The problem of interpretation rears its ugly head in all polls, but in no case so clearly as in the current crop of opinion polls where the scores are essentially 'tied'. Let us examine an average poll, say the latest DKos poll (and I stress I am not impugning DKos' methodology!):
RESULTS FROM SINGLE DAY SAMPLE (361 respondents, MoE 5.1)
361 is a very small sample size, hence the large error bars (confidence interval). Like all polls, the confidence level is around 95%. The results (McCain 47%, Obama 47%) seem to indicate a tied race, but with a CI of 5.1, you cannot be sure that the true picture is not McCain 41.9%, Obama 52.1% (or vice versa!). This is not an indictment of polling, or of the methodology, but rather a statement of fact; there is, in fact, no method that can determine the true picture of what is happening, except to increase the sample size.

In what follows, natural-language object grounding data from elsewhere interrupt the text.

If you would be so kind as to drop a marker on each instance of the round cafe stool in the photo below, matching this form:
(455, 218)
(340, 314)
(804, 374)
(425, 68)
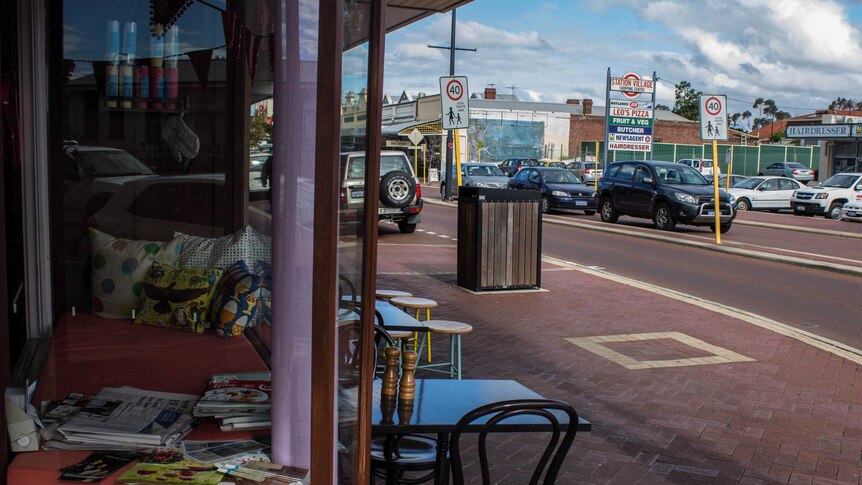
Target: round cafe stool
(389, 294)
(417, 304)
(454, 330)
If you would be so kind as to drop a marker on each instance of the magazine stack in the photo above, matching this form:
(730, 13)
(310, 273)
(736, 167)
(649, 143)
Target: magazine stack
(128, 418)
(238, 401)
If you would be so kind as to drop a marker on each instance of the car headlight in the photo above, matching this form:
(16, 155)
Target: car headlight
(687, 198)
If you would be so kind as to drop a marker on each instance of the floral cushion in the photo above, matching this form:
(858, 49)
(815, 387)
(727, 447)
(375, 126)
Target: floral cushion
(177, 297)
(119, 267)
(235, 304)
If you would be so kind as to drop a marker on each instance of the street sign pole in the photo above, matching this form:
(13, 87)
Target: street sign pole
(607, 116)
(655, 88)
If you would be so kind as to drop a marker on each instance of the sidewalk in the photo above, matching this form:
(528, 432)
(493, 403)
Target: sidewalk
(705, 398)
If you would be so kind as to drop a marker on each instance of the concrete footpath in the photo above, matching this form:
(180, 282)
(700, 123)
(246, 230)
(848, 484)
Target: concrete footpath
(677, 391)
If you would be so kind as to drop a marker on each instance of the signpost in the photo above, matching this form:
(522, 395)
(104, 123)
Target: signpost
(455, 110)
(629, 123)
(713, 126)
(415, 137)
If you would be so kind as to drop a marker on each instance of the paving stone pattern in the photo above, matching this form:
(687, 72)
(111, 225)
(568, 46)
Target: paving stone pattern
(792, 415)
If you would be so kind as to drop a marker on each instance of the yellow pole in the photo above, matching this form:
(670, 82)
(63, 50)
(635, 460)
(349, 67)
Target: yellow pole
(458, 156)
(596, 177)
(716, 206)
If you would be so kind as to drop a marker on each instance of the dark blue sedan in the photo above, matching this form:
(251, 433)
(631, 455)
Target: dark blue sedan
(561, 189)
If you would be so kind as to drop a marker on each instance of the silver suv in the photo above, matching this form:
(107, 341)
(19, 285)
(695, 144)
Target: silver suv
(400, 194)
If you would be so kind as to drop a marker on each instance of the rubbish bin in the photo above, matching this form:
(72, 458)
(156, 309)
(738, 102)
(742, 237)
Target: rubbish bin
(499, 239)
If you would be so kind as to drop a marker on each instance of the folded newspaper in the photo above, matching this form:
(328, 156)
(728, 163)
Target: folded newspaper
(131, 416)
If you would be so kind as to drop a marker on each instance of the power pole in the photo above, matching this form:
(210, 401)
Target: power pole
(450, 141)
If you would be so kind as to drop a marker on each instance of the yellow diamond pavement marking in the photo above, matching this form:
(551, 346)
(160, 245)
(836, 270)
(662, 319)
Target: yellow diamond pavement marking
(595, 345)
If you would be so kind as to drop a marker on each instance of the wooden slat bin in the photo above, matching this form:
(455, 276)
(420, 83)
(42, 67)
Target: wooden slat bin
(499, 239)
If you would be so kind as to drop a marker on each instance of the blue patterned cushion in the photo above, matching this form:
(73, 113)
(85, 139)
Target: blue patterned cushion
(235, 305)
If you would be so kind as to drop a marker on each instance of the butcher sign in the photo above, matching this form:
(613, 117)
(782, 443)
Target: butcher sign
(454, 101)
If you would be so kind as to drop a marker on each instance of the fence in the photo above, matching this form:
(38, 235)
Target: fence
(747, 160)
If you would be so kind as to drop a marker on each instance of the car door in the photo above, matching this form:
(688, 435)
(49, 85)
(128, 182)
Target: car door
(622, 190)
(786, 187)
(643, 186)
(767, 195)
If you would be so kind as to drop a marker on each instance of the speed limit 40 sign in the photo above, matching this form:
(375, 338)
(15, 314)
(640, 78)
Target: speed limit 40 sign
(713, 117)
(454, 100)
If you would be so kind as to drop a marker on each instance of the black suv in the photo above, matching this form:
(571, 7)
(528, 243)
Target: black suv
(666, 192)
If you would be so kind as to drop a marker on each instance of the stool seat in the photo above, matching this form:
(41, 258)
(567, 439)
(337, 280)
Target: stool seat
(400, 333)
(447, 327)
(387, 294)
(413, 302)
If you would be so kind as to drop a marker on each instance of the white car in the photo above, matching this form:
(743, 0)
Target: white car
(827, 198)
(852, 211)
(155, 207)
(770, 193)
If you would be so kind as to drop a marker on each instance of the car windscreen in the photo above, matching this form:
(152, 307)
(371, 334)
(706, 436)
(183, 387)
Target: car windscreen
(680, 175)
(560, 177)
(111, 163)
(388, 163)
(751, 183)
(842, 181)
(484, 171)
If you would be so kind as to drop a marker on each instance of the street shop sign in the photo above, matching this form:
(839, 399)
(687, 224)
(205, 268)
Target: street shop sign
(820, 131)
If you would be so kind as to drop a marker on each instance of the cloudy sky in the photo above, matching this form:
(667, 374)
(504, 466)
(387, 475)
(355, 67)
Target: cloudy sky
(801, 53)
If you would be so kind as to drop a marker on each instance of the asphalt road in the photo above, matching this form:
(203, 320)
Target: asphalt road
(816, 300)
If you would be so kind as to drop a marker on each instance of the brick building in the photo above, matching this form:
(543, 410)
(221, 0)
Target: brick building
(669, 127)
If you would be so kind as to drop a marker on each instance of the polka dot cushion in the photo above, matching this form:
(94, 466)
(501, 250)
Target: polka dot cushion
(245, 245)
(235, 305)
(177, 298)
(119, 269)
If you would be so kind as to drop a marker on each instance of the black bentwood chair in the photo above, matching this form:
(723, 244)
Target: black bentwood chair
(507, 409)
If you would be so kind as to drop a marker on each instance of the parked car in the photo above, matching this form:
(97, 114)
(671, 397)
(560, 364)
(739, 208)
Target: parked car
(154, 208)
(852, 211)
(758, 193)
(560, 188)
(792, 170)
(400, 194)
(827, 198)
(476, 174)
(702, 165)
(666, 192)
(510, 166)
(722, 180)
(586, 171)
(552, 163)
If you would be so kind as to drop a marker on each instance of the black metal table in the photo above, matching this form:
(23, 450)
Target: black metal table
(440, 403)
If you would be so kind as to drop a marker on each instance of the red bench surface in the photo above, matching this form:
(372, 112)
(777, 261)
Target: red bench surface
(88, 353)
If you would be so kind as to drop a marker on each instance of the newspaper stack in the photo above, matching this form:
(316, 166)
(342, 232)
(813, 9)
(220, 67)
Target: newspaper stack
(129, 418)
(238, 401)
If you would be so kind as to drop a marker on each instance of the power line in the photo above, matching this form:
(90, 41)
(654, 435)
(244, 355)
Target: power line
(744, 101)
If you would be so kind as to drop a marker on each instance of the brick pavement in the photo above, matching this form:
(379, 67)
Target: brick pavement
(791, 415)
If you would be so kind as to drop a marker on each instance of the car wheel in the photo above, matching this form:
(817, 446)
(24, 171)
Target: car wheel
(663, 219)
(724, 227)
(397, 189)
(406, 228)
(609, 212)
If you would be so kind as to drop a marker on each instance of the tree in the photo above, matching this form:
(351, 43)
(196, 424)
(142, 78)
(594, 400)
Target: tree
(686, 101)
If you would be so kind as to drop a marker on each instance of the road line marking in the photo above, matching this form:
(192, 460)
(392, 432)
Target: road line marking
(836, 348)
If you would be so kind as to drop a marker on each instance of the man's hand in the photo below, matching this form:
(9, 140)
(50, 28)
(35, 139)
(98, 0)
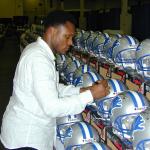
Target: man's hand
(99, 89)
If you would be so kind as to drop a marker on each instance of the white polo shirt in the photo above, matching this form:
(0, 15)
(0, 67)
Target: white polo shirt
(37, 99)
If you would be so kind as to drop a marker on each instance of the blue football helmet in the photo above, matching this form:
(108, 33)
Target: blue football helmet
(60, 59)
(105, 105)
(98, 44)
(109, 45)
(141, 136)
(83, 69)
(70, 69)
(127, 105)
(91, 146)
(63, 123)
(143, 59)
(124, 52)
(80, 133)
(87, 79)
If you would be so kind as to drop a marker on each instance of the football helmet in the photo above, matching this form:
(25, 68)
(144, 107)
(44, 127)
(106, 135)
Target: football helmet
(87, 79)
(126, 106)
(84, 38)
(80, 133)
(83, 69)
(143, 59)
(63, 123)
(68, 60)
(70, 69)
(124, 52)
(60, 59)
(98, 44)
(91, 146)
(105, 105)
(77, 40)
(109, 45)
(141, 136)
(89, 43)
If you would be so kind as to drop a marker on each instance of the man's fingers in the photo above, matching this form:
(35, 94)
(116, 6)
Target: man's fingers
(103, 82)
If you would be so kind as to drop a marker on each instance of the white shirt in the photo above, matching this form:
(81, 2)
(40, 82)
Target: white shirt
(37, 99)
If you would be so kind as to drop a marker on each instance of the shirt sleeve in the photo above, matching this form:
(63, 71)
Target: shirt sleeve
(45, 89)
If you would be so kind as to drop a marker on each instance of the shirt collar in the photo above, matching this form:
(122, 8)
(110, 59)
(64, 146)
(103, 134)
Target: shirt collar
(46, 48)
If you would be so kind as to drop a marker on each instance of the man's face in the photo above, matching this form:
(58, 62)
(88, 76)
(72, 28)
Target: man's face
(62, 37)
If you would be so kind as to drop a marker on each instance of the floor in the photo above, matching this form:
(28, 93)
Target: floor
(9, 55)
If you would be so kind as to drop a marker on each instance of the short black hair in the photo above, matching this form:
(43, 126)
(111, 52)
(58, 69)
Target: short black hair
(58, 17)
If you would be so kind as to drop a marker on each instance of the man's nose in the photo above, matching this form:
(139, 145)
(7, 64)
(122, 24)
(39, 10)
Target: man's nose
(70, 42)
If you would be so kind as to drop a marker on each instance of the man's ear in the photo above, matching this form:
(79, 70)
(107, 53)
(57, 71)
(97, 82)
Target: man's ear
(52, 31)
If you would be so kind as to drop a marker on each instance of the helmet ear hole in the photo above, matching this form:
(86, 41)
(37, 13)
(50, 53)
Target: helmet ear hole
(141, 137)
(143, 59)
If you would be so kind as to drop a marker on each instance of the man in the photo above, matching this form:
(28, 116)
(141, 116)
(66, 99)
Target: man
(29, 121)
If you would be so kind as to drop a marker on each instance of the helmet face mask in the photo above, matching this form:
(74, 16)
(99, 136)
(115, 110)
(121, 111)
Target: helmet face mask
(64, 123)
(106, 104)
(141, 137)
(82, 133)
(124, 117)
(90, 146)
(87, 79)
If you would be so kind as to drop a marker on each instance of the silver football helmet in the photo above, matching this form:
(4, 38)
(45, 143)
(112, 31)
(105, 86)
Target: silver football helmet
(80, 133)
(143, 59)
(89, 43)
(84, 38)
(83, 69)
(87, 79)
(98, 44)
(77, 40)
(124, 52)
(63, 123)
(105, 105)
(70, 69)
(141, 136)
(60, 59)
(91, 146)
(127, 105)
(109, 45)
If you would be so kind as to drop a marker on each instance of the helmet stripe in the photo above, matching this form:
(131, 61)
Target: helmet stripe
(76, 63)
(112, 82)
(93, 76)
(130, 40)
(122, 88)
(97, 146)
(84, 130)
(63, 57)
(141, 98)
(90, 130)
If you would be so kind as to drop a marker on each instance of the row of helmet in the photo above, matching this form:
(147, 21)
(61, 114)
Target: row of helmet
(124, 51)
(126, 112)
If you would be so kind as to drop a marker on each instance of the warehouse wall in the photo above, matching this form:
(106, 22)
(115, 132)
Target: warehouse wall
(10, 8)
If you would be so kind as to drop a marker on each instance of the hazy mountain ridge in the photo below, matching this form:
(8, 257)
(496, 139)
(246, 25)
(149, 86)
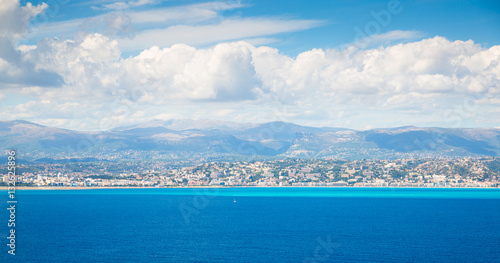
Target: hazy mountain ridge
(212, 138)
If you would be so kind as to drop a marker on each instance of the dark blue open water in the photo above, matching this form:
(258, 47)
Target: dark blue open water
(263, 225)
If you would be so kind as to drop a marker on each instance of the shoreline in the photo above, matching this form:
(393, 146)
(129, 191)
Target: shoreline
(198, 187)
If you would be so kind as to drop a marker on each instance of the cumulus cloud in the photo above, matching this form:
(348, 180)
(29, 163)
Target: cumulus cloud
(420, 81)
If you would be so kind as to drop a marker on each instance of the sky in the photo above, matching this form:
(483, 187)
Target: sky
(95, 65)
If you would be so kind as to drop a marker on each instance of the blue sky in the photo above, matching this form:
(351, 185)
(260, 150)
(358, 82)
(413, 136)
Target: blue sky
(454, 20)
(355, 64)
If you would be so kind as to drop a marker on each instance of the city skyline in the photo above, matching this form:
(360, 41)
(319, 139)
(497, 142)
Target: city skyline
(102, 64)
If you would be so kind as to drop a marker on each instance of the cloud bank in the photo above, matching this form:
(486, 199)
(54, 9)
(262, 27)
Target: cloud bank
(92, 86)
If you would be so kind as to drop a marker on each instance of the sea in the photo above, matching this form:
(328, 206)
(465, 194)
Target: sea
(254, 225)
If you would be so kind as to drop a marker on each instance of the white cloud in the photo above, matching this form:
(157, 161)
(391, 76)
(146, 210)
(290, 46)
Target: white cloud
(417, 82)
(126, 5)
(15, 70)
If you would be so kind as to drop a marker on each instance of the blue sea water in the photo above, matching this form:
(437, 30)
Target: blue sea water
(255, 225)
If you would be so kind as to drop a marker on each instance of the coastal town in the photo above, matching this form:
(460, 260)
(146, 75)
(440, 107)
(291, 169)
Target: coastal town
(466, 172)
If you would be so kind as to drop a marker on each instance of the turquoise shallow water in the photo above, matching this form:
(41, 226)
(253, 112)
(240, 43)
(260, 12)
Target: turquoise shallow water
(481, 193)
(263, 225)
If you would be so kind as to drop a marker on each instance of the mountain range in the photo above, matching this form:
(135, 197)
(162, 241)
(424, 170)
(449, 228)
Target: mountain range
(186, 138)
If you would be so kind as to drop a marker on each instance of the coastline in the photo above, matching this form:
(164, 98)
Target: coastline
(198, 187)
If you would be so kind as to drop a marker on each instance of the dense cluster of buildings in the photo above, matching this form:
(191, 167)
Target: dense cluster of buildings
(467, 172)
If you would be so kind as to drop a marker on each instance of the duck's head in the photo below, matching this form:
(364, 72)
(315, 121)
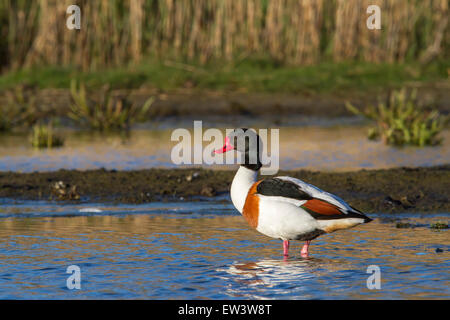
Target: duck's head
(247, 142)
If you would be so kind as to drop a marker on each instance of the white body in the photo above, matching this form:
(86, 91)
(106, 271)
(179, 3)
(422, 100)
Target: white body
(283, 218)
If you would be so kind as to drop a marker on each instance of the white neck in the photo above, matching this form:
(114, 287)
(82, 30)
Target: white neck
(242, 182)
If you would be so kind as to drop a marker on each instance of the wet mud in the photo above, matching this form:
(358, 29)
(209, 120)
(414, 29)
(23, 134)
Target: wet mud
(382, 191)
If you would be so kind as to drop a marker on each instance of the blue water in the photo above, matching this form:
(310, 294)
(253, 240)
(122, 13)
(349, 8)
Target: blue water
(204, 250)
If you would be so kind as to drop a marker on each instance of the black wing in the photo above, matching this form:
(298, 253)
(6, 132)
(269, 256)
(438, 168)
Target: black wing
(281, 188)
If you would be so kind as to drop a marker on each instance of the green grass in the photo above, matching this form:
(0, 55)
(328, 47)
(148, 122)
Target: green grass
(248, 75)
(403, 120)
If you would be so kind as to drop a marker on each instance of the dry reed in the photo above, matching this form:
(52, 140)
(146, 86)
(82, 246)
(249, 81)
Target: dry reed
(295, 32)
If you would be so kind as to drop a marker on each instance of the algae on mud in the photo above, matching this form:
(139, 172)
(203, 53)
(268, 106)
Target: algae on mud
(388, 190)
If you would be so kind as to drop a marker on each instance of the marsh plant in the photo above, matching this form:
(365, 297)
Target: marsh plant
(19, 109)
(107, 111)
(44, 136)
(402, 120)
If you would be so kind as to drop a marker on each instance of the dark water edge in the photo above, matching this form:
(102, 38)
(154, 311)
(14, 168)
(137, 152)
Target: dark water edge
(424, 189)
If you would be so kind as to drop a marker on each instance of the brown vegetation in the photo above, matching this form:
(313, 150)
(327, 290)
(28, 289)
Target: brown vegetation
(293, 32)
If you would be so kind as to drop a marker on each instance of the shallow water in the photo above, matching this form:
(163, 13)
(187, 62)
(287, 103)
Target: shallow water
(309, 147)
(204, 250)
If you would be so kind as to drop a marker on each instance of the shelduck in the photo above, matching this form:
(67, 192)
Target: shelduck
(285, 208)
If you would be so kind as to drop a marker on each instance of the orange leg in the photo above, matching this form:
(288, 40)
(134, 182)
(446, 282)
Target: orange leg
(304, 252)
(286, 248)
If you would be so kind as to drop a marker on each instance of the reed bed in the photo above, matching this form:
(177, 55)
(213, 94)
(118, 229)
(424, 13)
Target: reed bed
(291, 32)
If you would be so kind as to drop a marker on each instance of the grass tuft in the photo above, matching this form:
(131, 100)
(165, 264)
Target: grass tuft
(402, 120)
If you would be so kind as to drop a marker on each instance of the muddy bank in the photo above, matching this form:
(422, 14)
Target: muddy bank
(390, 190)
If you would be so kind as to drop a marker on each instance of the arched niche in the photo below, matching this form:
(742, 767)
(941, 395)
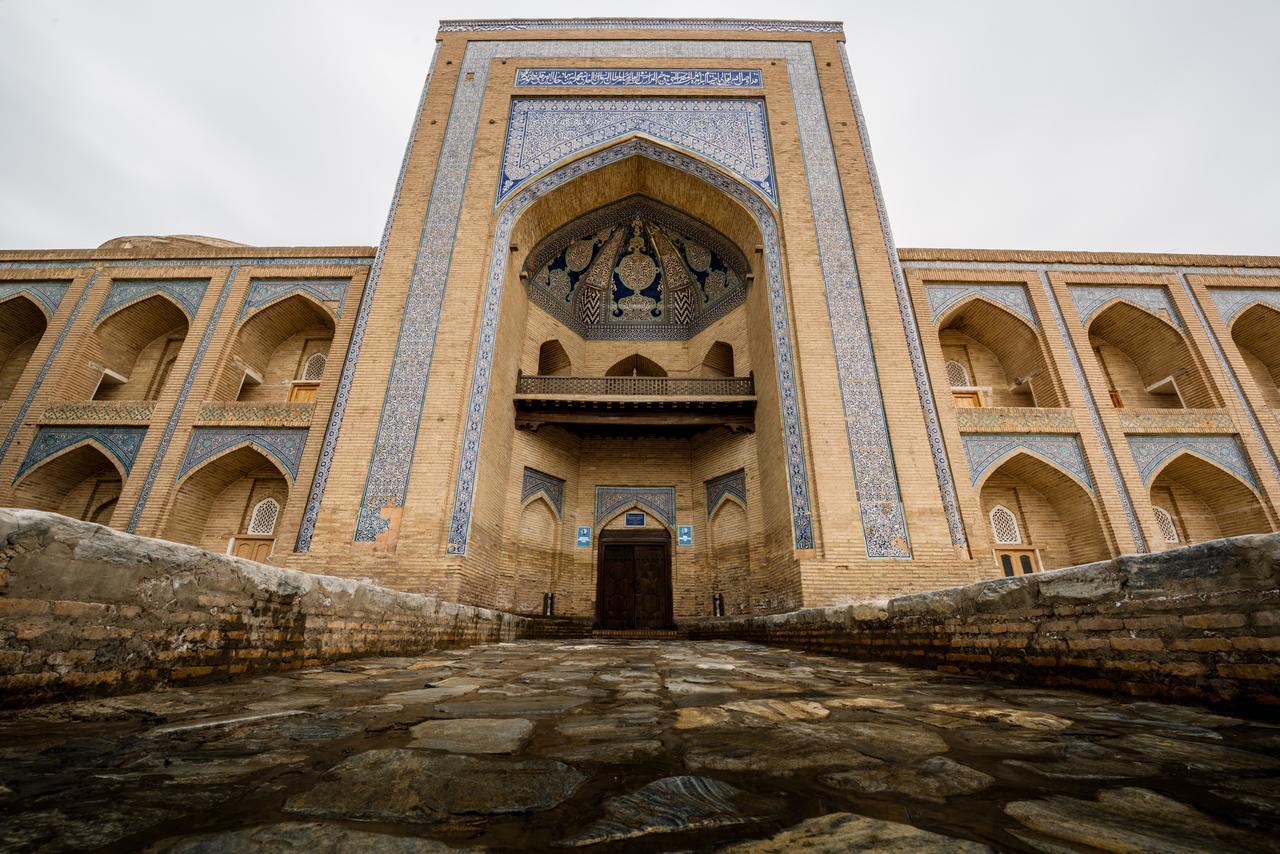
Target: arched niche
(213, 506)
(81, 482)
(1147, 362)
(635, 365)
(1256, 333)
(136, 348)
(1055, 516)
(273, 350)
(22, 325)
(1000, 357)
(1205, 501)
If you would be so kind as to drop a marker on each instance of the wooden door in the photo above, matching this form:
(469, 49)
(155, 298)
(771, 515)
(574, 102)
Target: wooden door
(1018, 561)
(254, 548)
(634, 580)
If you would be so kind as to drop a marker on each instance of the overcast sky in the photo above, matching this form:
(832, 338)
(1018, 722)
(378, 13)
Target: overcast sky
(1092, 126)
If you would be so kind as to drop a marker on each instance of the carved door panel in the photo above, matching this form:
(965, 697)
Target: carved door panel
(617, 585)
(650, 587)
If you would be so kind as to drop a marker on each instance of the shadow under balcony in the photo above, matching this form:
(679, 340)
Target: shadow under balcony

But by how much? Well, to get a 99% confidence level with the current methodology, you'd need to increase your sample size to 2169. To improve your error bars to one percent, you'd need to poll 16,639 people! There's a great tool here that gives you a great insight into how small differences make a huge impact on sample sizes.
Bear this in mind every time you read a poll; 95% confidence sounds good, but it ain't. 2.8% MoE sounds nice, but it's simply a statement of the limitations of all polls, a consequence of statistics, not a methodology.
If you add confidence intervals, confidence levels and the non-uniform distribution of voting populations into the mix, it becomes apparent that polls can only give you the most marginal of images of what is happening on the ground. And I won't even get started on the influx of new voters, which changes the whole sample size enormously!
Anyway, that's my first diary. If it's unhelpful or pointless, I will remove it, but I thought I might give a brief discussion to help people understand that the polls are not, and never can be, a truly reliable picture of what the country is like; at best they give a very general impression. I'm not saying it's not close, but I want you to come away with the knowledge, at least, that even a crop of "panic polls" is truly no cause for alarm, but should always be a rallying call to action.